YAĞIZ BARUT / İZ GAZETE - Önemli bir bilim insanı olmasının yanı sıra 1980 Darbesi sonrasının önde gelen siyasi liderlerinden biri olan Erdal İnönü, yaşasaydı bugün 96 yaşında olacaktı. 6 Haziran 1926’da doğan Erdal İnönü 6 Haziran 1983’te Sosyal Demokrasi Partisi’ni (SODEP) kurarak siyasete girdi. 10 yıl üstlendiği genel başkanlığı 6 Haziran 1993’te bıraktığını açıkladı.

Tarihçi Şavgu Aydın, yeni çıkan ‘Türk Siyasal Yaşamında Erdal İnönü’ kitabında odağına bu dönemi alarak, 1980 darbesi ile 2000’li yılların başına kadar olan dönemin panoramasını ortaya koyuyor. Erdal İnönü’nün siyasetçi kimliği üzerine yapılmış ilk çalışma olan bu kitap, yalnızca Erdal İnönü’nün anılarından, konuşmalarından değil, dönemin önemli isimleri ile yapılan röportajlardan ve geniş bir basın taramasından yararlanılarak hazırlanmış. Bizler de Erdal İnönü’nün doğum gününde Şavgu Aydın ile İnönü’yü ve siyaset yaptığı dönemi konuştuk…

‘KAYITSIZ KALAMADI’

Erdal İnönü’nün siyasete girme sebebi nedir?

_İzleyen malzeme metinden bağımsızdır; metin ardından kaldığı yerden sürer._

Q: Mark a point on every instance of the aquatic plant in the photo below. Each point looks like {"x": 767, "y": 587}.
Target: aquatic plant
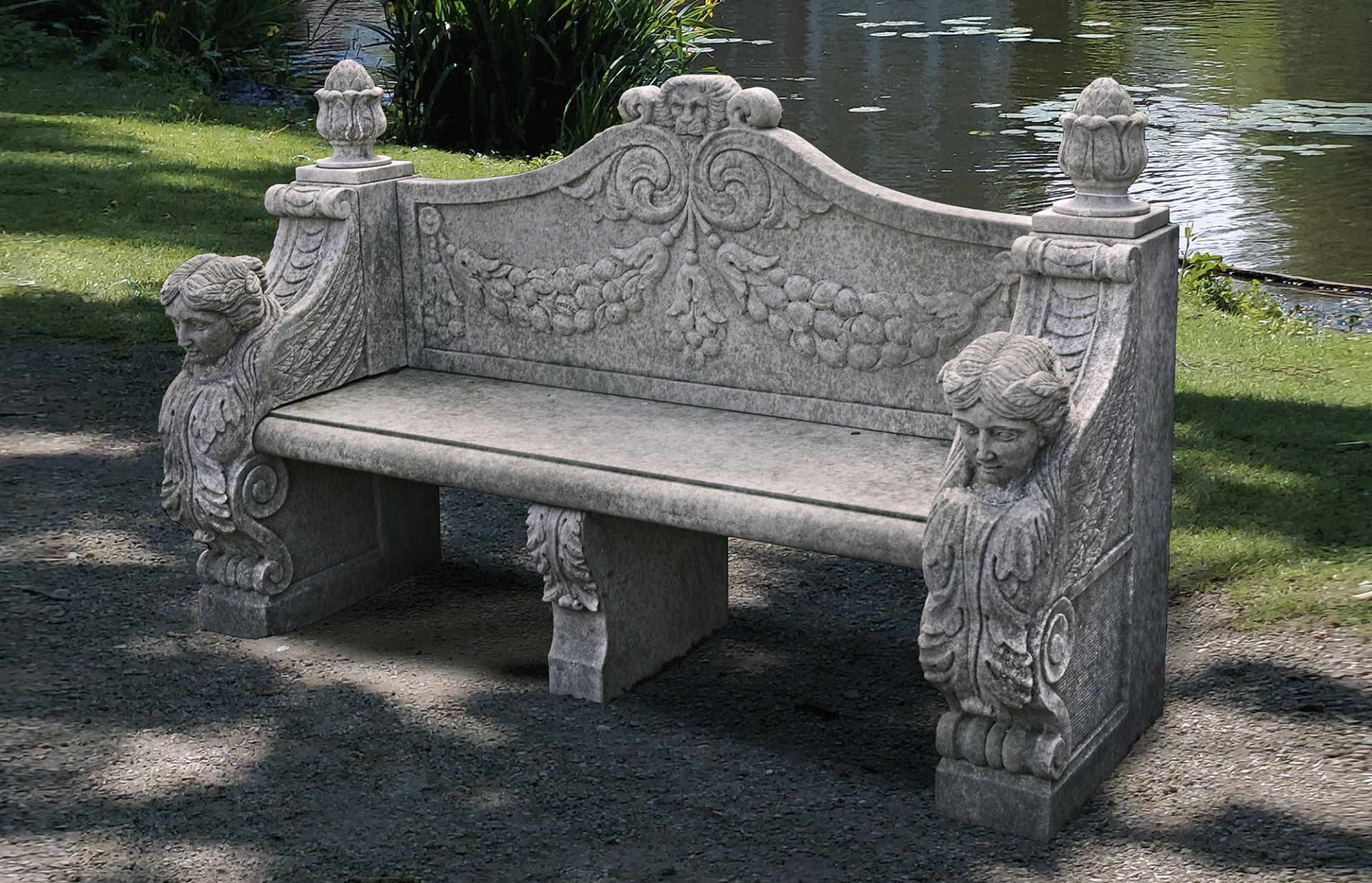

CHP ile özdeşleşmiş bir soyadı taşımasına rağmen, Erdal İnönü 1980 askeri darbesi öncesinde ne CHP’ye ne de farklı bir partiye üye olmamıştır. Aktif siyasetle ilgisi olmayan biridir. Lisansüstü öğrenimini ABD’de tamamlayan bir bilim insanı olarak yurda döndükten sonra da üniversitede öğrenci yetiştirmiş ve görev yaptığı ODTÜ’de Rektörlüğü de kapsayan yönetim görevlerinde bulunmuştur.

Erdal İnönü aslında siyasete kendi isteğiyle girmedi, hatta gönülsüz bir şekilde kendisine yapılan görev çağrısını kabul etme mecburiyetinde kaldı da diyebiliriz. Bilindiği gibi 12 Eylül darbesi sürecinde, dönemin CHP Genel Başkanı Bülent Ecevit siyaset yasağını aşmak için Genel Başkanlık’tan istifa etmiş, bir zaman sonra da tüm siyasi partilerle birlikte CHP de kapatılmıştı. 1982 Anayasası’nın kabulü sonrasında normalleşmeye dönük adımlar başlayınca; Genel Başkanı istifa etmiş, kapısına kilit vurulmuş CHP geleneği içinden pek çok oluşum, partileşme çabası içine girmişti. Bu belirsiz ortam içinde Erdal İnönü ismi, bölünmeyi, dağılmayı önlemek adına öne çıktı. Gerekçesi ise taşıdığı soyadı ve parti içindeki hiçbir gruba angaje olmamış, güvenilir, saygın bir isim olması idi. İlk başlarda siyasete mesafeli dursa da gelişmelere kayıtsız kalamamış ve her şeyden önce babasının mirasına sahip çıkmak için sonunda siyasal yaşama girmiştir.

ASIL MİRAS DEMOKRASİ

Erdal İnönü, babasının mirası olarak CHP’yi mi görüyor?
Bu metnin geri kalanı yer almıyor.